Calcium binding proteins like Parvalbumin (PV), Calbindin and Calretin expressions are done by GABAergic interneurons and modulated by afferent synaptic activity. Calbindin is found in double bouquet cells while calretin is found in bipolar neurons and double bouquet cells. PV is found in basket and chandelier cells in the cortex and pyramidal neurons send input to that also. Cartridges and pyramidal cells are the centre for their synaptic contacts and pyramidal cell firing is influenced by them, results in cortical excitatory output coordination. PV expression reduction is found in the prefrontal cortex of the patients with schizophrenia [2]. The amount of neurons with PV mRNA in prefrontal cortex in schizophrenia is intact while the amount of mRNA per neuron is decreased [3]. Calretin mRNA expression would not be altered in schizophrenia while mRNA encoding for GABA-A receptors, GAT1, GABA membrane transporters, GAD 67, Somatostatin and PV is decreased in primary visual and motor, anterior cingulate and primary motor cortex. GAT1 expression reduction in hippocampus and prefrontal cortex is seen in schizophrenia. Also, cartridges of GABAergic terminal boutons density reduction are seen in schizophrenia [4,5].

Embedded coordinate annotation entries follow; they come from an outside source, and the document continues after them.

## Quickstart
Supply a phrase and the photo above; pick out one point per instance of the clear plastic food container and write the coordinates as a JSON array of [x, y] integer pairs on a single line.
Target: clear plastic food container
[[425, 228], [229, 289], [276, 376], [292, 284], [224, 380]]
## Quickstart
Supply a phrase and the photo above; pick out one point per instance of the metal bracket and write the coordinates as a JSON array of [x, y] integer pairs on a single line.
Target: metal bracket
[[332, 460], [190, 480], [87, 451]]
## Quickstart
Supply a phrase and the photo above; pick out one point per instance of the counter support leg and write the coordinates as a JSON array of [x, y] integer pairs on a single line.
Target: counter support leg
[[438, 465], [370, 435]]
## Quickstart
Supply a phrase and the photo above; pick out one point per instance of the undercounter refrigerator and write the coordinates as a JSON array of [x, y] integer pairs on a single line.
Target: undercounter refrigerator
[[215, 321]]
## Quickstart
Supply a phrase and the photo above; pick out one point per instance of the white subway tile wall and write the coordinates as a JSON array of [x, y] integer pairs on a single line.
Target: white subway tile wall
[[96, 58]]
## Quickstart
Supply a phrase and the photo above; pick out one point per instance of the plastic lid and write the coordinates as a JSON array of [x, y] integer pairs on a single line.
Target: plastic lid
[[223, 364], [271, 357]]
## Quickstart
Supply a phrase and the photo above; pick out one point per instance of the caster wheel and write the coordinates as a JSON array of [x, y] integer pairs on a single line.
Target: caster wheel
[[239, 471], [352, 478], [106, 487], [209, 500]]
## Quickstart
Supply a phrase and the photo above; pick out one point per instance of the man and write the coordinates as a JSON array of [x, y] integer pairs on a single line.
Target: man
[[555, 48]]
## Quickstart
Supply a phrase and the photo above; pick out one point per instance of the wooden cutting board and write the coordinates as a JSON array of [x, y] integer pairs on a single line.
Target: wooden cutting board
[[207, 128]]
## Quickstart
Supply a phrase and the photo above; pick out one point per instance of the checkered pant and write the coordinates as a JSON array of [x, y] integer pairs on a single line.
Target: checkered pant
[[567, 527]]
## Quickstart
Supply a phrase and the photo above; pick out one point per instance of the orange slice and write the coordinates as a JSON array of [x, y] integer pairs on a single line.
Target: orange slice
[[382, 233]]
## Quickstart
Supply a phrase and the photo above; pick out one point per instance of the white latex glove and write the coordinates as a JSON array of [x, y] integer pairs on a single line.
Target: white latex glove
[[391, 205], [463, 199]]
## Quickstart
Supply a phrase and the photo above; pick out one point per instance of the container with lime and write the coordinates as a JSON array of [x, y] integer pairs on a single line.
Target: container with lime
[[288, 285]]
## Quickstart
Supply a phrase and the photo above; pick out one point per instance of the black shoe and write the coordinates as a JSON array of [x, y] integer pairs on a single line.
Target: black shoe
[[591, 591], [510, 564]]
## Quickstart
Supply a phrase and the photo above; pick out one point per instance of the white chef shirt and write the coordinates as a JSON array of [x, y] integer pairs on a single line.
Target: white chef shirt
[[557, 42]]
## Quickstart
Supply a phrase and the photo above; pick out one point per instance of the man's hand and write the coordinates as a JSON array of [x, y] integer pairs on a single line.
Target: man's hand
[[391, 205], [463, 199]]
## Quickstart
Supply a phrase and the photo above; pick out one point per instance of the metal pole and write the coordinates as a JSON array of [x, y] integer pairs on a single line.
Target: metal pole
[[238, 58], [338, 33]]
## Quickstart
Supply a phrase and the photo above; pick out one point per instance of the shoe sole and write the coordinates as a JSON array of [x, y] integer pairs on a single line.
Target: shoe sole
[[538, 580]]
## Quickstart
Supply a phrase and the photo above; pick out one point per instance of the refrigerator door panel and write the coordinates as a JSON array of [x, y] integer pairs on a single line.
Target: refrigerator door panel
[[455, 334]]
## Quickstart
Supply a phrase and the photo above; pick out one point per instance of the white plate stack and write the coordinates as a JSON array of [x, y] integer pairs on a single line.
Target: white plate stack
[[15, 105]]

GAT1 and GAD67 reductions would cause different results, GAT1 reduction causes GABAergic neurotransmission enhancement while GAD67 reduction causes GABAergic neurotransmission reduction [6,7]. Increasing in GABA-A receptors can be found in intermediate layers of the cortex located in pyramidal neurons. GABA-A receptor subunits including Alpha 5 and Alpha 1 are increased in prefrontal cortex [8,9].
The overall results of these findings suggest that corticolimbic GABAergic function would be decreased in [10].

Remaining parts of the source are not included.